A deputada federal Júlia Pedroso Zanatta (PL-SC) publicou essa foto em todas as suas redes sociais e acrescentou: “Não podemos baixar a guarda”. A imagem da morte se define como mãe, esposa, advogada e jornalista e o recurso à guirlanda é recorrente em suas aparições públicas a ponto de ter se tornado uma marca, para quem não reste dúvida: é também possível parir a morte. A foto é em tudo contraditória: anuncia a vida, mas exalta a morte; anuncia a paz, mas propaga o ódio. Qual a gratificação emocional, pulsional ou econômica envolvida na exibição de uma imagem tão horrenda?

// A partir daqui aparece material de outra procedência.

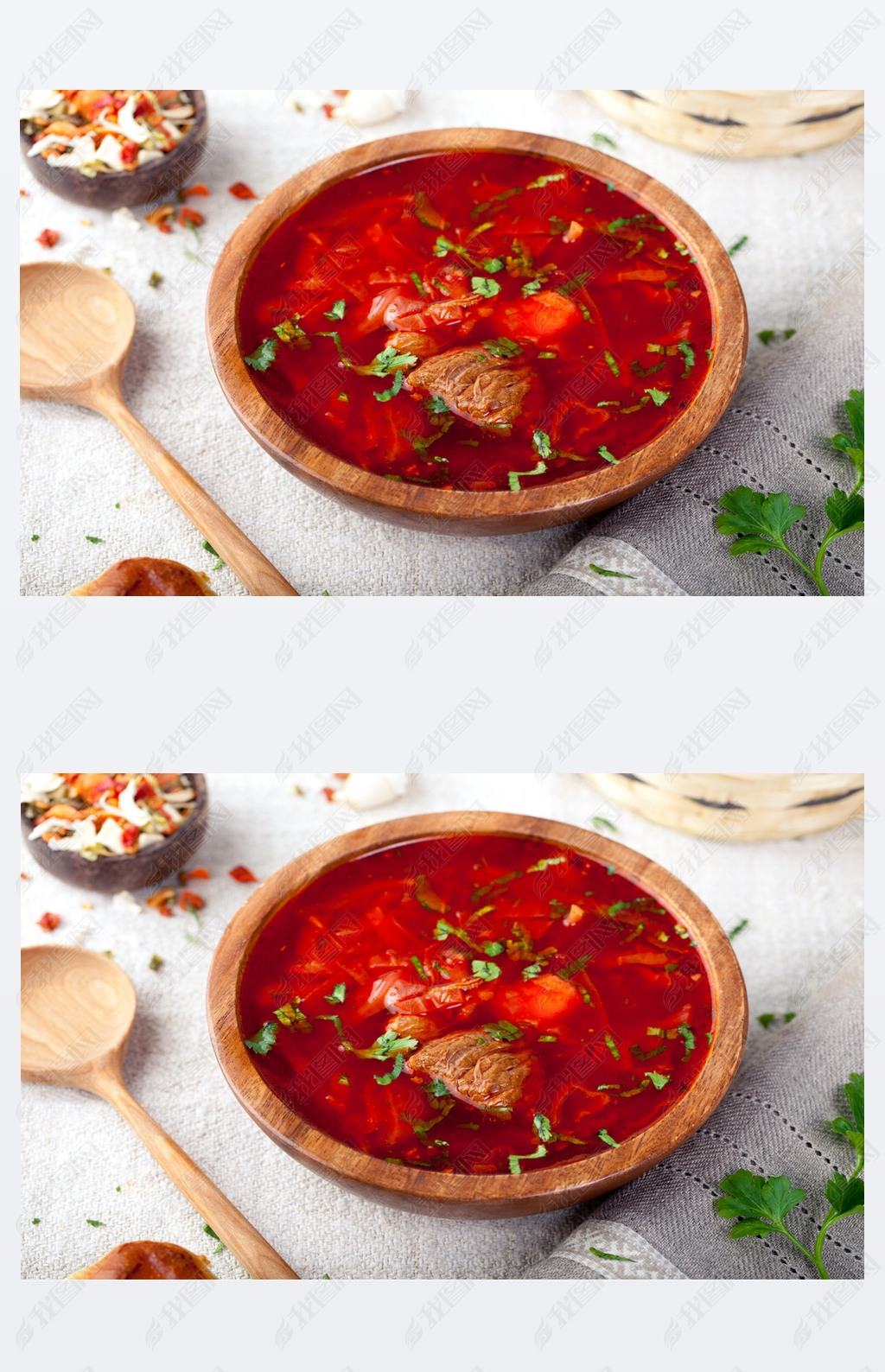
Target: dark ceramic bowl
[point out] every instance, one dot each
(131, 872)
(107, 191)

O retrato não deixa espaço para o futuro. Não há futuro na morte. Não deixa espaço para a esperança de uma convivência pacífica. Não considera a política como a nossa capacidade, muito humana, de tornar o necessário desejável. Ela emite apenas um recado, que alimenta o ódio: se depender de mim, vou matar você! A pergunta que precisamos responder, urgentemente, é: pode haver espaço na esfera pública, na política, para gente que se expressa assim? O desejo de morte pode ser usado como liberdade de expressão? Será possivel voltarmos a construir uma convivência social minimante respeitosa com tal exaltação da morte e da violência se disseminando em nosso estado?

Julia Pedroso Zanatta-Morte, não passará!

*Adriano Luiz Duarte é professor de história na Universidade Federal de Santa Catarina (UFSC).